As an adult living with my parents, I'm getting a taste of the domestic life. Certainly there are situations in which my psuedo-adulthood comes in handy. I can pick-up and drop-off my 10-year-old brother, Sam, at his sports practices, camps, and games. I can do laundry while I wait for the repairman to fix the icemaker. And I could probably cook a meal (emergencies only).
But overall, I think having another adult in the house is just confusing the system. Since both of my parents work and must travel for work, they have figured out a way to run things even when one (or both) is gone. Grandparents, aunts, cousins, and the parents of Sam's friends are all on speed-dial to help when schedules are tight. Upon my homecoming, I suddenly became the go-to girl. It's still a bit of a novelty to me. I feel like a responsible family member and a cool older sister. I don't mind little chore lists, and my brother and I get along swimmingly. I'm okay with Sam and House Duty, but the tricky part is how often the plan changes after I have rearranged all of my important daily events, like sleeping in and blogging.

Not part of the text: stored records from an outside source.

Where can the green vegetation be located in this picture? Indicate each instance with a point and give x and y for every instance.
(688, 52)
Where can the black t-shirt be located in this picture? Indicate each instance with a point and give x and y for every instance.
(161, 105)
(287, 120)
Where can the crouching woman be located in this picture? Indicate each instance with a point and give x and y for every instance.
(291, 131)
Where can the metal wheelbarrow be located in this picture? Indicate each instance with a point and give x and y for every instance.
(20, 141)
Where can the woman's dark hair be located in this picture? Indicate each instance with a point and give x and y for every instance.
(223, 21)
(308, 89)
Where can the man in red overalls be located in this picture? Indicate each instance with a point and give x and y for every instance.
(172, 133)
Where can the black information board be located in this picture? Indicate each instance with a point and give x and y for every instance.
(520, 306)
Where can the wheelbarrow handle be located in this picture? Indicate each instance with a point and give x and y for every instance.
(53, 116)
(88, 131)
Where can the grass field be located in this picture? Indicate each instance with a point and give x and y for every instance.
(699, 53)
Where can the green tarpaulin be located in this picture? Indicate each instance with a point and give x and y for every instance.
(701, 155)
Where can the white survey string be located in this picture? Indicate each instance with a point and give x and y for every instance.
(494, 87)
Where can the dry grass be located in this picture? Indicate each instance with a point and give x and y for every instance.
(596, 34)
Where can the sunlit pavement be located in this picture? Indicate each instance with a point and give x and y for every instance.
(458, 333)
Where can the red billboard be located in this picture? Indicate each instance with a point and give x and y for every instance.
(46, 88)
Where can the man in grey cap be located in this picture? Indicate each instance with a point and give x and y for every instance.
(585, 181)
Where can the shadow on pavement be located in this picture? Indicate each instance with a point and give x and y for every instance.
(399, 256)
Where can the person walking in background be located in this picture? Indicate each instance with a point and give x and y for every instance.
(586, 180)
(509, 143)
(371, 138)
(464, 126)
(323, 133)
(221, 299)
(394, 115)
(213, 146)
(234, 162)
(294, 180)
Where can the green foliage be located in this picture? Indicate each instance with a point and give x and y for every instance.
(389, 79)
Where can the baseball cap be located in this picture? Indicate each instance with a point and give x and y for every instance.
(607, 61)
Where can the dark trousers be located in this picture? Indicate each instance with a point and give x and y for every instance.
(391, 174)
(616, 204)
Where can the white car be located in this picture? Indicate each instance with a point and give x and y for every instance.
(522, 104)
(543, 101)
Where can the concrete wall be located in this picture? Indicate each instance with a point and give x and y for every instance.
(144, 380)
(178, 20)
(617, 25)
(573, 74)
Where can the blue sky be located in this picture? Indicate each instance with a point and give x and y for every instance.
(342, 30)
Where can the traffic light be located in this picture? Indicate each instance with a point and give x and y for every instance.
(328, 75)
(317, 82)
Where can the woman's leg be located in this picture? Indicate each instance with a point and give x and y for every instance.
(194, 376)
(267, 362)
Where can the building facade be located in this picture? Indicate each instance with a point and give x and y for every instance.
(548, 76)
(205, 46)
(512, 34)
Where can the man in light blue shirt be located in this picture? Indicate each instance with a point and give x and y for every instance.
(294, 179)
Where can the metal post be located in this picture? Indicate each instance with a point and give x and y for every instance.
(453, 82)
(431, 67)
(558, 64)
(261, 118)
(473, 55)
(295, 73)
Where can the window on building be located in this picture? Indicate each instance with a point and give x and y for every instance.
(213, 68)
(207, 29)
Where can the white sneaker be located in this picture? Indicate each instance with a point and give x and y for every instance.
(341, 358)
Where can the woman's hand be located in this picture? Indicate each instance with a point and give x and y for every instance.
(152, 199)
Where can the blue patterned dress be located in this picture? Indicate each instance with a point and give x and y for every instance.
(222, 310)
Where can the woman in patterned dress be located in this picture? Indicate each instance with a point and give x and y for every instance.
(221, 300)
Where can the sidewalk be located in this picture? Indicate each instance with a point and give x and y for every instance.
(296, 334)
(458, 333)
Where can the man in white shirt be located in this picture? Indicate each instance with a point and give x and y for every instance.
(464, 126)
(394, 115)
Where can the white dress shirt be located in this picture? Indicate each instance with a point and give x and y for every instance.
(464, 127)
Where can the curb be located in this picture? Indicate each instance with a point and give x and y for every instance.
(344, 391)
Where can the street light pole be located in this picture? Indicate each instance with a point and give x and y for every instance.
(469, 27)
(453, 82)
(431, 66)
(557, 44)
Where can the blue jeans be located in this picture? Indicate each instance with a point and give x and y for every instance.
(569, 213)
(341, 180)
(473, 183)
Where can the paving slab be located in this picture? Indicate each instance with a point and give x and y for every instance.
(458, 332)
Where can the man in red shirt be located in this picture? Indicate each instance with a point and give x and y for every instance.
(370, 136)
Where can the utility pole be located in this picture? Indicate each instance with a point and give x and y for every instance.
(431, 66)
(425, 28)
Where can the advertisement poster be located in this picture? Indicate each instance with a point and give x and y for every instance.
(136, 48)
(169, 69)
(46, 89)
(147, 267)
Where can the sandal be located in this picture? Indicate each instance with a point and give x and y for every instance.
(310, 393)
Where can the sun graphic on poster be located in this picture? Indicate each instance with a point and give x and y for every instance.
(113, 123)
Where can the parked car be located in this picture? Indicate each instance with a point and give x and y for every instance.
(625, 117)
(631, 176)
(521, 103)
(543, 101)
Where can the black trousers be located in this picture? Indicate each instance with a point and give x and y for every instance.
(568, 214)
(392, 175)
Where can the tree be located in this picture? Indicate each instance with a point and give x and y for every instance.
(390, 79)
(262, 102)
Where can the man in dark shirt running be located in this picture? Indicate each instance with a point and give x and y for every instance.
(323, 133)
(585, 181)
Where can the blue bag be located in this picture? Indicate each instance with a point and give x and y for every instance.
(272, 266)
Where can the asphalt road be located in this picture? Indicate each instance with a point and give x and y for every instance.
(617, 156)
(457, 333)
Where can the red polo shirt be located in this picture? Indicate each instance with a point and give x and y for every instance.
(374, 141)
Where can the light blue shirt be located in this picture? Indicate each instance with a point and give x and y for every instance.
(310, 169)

Sunday night, my mom was standing in our kitchen finishing her presentation for the out-of-town business meeting the next day. Between mouse clicks, she was texting and calling people to see how Sam was going to get to and from basketball camp this week. I sat at the table, browsing unrealistic grad school programs, somewhat annoyed that she wasn't asking me lots of questions about my life aspirations.
After she tucked Sam in, I was brushing my teeth in the next room. She peeked in to say goodnight, and the best I could come up with was, "Wow, taking care of that schedule is a mess!"
She said to me, "This is my life every day."
So that is the domestic life. Squeezing in pieces of everything you need to get done, providing shelter and toothpaste for your ungrateful adult children, and lots and lots of driving.